Artigo em Inglês | MEDLINE | ID: mdl-37754690

RESUMO

Biodiversity promotes the functioning of ecosystems, and functional redundancy safeguards this functioning against environmental changes. However, what drives functional redundancy remains unclear. We analyzed taxonomic diversity, functional diversity (richness and ß-diversity) and functional redundancy patterns of British butterflies. We explored the effect of temperature and landscape-related variables on richness and redundancy using generalized additive models, and on ß-diversity using generalized dissimilarity models.
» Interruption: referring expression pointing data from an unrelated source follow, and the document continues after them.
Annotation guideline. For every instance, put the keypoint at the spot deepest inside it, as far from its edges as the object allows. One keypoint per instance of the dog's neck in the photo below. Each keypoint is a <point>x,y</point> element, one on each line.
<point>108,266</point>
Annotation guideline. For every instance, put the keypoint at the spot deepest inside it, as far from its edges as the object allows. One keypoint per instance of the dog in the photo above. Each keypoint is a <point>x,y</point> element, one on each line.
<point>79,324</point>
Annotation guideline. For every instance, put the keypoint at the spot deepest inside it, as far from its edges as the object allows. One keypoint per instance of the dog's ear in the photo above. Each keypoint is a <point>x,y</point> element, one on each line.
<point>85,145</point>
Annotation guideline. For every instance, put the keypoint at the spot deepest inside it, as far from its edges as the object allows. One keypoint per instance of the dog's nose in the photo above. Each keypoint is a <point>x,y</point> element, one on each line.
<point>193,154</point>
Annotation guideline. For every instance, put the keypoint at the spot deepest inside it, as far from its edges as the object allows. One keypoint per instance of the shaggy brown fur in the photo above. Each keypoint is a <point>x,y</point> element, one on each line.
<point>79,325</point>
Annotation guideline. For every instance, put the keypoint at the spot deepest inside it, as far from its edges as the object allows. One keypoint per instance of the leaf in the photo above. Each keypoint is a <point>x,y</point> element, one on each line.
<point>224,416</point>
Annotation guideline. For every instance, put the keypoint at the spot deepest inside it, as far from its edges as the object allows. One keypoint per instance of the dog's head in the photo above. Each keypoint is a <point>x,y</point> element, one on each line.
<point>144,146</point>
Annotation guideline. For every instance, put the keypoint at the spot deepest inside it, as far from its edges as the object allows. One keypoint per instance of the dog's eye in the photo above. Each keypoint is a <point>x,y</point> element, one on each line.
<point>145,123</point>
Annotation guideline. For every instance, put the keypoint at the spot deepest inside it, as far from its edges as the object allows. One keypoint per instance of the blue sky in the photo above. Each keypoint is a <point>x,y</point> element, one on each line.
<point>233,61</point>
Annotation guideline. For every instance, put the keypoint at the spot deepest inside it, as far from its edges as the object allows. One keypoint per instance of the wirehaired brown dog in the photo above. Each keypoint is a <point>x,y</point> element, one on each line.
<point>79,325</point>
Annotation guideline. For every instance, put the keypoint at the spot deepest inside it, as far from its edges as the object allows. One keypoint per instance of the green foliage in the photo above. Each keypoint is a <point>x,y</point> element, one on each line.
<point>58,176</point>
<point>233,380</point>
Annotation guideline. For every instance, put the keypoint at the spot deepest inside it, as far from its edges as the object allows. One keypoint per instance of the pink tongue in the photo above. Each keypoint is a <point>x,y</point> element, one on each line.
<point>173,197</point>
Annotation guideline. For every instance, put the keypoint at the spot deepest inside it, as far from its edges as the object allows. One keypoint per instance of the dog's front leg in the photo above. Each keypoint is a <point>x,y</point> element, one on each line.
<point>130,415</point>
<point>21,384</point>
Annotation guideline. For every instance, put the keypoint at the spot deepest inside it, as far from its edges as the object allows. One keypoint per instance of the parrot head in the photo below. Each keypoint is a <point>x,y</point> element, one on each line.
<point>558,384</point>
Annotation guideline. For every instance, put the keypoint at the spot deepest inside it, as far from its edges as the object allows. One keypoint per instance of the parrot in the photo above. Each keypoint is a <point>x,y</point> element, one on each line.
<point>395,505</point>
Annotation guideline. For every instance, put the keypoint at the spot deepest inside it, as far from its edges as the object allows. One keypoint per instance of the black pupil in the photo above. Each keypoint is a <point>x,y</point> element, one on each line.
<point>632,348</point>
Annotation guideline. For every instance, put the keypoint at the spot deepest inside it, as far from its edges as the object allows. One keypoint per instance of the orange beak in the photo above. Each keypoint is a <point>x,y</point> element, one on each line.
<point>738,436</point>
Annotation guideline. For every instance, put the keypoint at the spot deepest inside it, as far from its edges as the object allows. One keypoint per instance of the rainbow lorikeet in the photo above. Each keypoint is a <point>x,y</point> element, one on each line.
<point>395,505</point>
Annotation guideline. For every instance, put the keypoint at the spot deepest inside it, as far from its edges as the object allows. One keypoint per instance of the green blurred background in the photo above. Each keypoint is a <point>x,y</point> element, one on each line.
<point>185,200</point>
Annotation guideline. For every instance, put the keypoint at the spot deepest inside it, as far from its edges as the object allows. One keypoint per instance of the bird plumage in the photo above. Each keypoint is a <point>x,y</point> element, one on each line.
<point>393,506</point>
The species richness-functional richness relationship was saturating, indicating functional redundancy in species-rich communities. Assemblages did not deviate from random expectations regarding functional richness. Temperature exerted a significant effect on all diversity aspects and on redundancy, with the latter relationship being unimodal. Landscape-related variables played a role in driving observed patterns. Although taxonomic and functional ß-diversity were highly congruent, the model of taxonomic ß-diversity explained more deviance than the model of functional ß-diversity did. Species-rich butterfly assemblages exhibited functional redundancy. Climate- and landscape-related variables emerged as significant drivers of diversity and redundancy. Τaxonomic ß-diversity was more strongly associated with the environmental gradient, while functional ß-diversity was driven more strongly by stochasticity. Temperature promoted species richness and ß-diversity, but warmer areas exhibited lower levels of functional redundancy. This might be related to the land uses prevailing in warmer areas (e.g., agricultural intensification).